The "invoice economy," simply put, refers to certain regions attracting various platforms or "shell companies" that only engage in invoicing activities to settle locally through illegal financial returns linked to taxes. Additionally, some companies engage in "circular invoicing" to boost their performance and secure financing.
Chinese officials view the "invoice economy" as a consequence of fierce competition among local governments for scarce land resources, leading to the proliferation of shell companies solely focused on invoicing activities. This practice involves certain regions enticing platforms or shell companies that exclusively concentrate on invoicing through unconventional methods like tax breaks and financial incentives. Furthermore, some companies artificially inflate their sales figures through circular invoicing practices, a technique where invoices are issued among related parties to create a false impression of higher revenue.
Why Is China Stepping Up Strict Inspections on Influencers Now?
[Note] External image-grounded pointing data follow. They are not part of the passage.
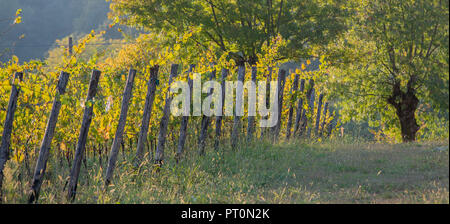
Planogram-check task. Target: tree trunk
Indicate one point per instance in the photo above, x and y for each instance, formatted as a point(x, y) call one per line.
point(405, 105)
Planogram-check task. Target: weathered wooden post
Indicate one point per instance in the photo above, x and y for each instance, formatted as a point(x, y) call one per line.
point(70, 46)
point(304, 120)
point(311, 110)
point(251, 119)
point(239, 104)
point(299, 108)
point(219, 117)
point(268, 80)
point(205, 122)
point(325, 110)
point(183, 126)
point(151, 88)
point(83, 135)
point(166, 116)
point(291, 108)
point(319, 109)
point(127, 94)
point(41, 164)
point(8, 125)
point(280, 88)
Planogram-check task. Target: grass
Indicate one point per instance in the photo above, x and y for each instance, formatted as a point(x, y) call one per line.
point(288, 172)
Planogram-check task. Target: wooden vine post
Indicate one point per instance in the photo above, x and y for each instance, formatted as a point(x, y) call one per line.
point(291, 108)
point(127, 94)
point(311, 110)
point(150, 97)
point(82, 137)
point(166, 115)
point(268, 80)
point(325, 111)
point(251, 119)
point(8, 125)
point(205, 122)
point(298, 116)
point(304, 119)
point(44, 151)
point(183, 127)
point(239, 110)
point(319, 109)
point(219, 117)
point(280, 88)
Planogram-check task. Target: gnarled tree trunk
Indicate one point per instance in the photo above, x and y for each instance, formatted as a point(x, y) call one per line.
point(405, 104)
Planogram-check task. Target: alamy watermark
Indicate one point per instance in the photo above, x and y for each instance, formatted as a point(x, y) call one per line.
point(214, 105)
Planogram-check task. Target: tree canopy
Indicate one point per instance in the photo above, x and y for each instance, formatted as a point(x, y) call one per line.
point(237, 26)
point(393, 63)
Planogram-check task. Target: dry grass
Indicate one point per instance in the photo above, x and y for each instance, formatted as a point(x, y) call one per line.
point(288, 172)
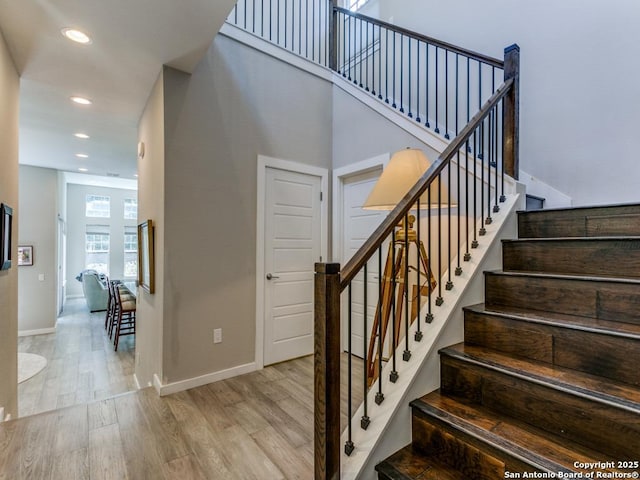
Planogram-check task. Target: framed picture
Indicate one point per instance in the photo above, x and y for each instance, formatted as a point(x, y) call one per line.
point(25, 255)
point(146, 273)
point(6, 214)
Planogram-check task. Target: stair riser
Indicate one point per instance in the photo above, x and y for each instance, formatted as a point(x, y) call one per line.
point(597, 257)
point(608, 356)
point(589, 222)
point(595, 299)
point(600, 427)
point(477, 459)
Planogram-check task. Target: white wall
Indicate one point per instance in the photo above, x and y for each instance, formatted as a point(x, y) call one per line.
point(217, 121)
point(38, 227)
point(9, 91)
point(77, 222)
point(579, 93)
In the past, when the coffers of China's government were abundant, authorities frequently overlooked "tax rebate" policies extended to shell companies in their pursuit of investment attraction targets. Now, local government finances are under severe strain due to the decline in land-based fiscal revenue and the impact of tax and fee reduction policies. These "irregular fiscal rebates," originally implemented to compete for tax sources, effectively deplete the actual disposable fiscal resources available to both central and local governments. According to data released by China's Ministry of Finance, revenue from land-use rights transfers constitutes a critical fiscal lifeline for local governments; this revenue reached a historic peak of approximately $1.21 trillion in 2021. As a result, due to a sluggish property market and other factors, local government revenue from land sales experienced a simultaneous decline in both volume and price. By 2025, this revenue had dropped significantly to approximately $583 billion. In the first quarter of 2026, investment in national property development declined by 11.2 percent compared to the previous year. The downturn in China’s real estate market has contributed to a strain on local government finances. As land-sale revenue has fallen, some local governments have turned to stricter tax collection and invoice-based enforcement to fill budget gaps, giving rise to what commentators call an “invoice economy.”Experts are looking at the tax evasion issues faced by internet celebrities in China, focusing on the main tax risks in the influencer economy that arise from the current incompatibility between ownership in management companies and the absence of basic financial management systems. The influencer economy generally suffers from a "mismatch between equity structure and business scale." Specifically, small-scale management companies expanded quickly without developing the decision-making structures, accounting systems, or compliance procedures needed to manage high-volume influencer income. As the social media influencer industry declines, Chinese government rules now cover self-employed and social media influencers, leading to the necessity for stricter regulations.
Conclusion
This time, the Chinese government is continuously addressing cases of tax evasion by internet celebrities. China's crackdown on tax evasion by celebrities and internet influencers is aimed at reclaiming these 'invisible incomes' to ensure fair taxation and uphold financial transparency. The Chinese government mentioned plans to enhance risk monitoring and analysis through regular assessments. Secondly, the State Administration of Taxation of China will conduct targeted inspections in high-risk sectors such as the entertainment industry and online retail, identified through risk assessments, to address existing tax evasion issues and prevent future financial irregularities. Moreover, the Chinese government will rigorously investigate and tackle unlawful practices like fraudulent invoicing by offenders. Lastly, the State Administration of Taxation of China is going to collaborate with banks to expedite the exchange of critical information. This initiative will contribute to the enhancement of the systems that address the "invoice economy" issue.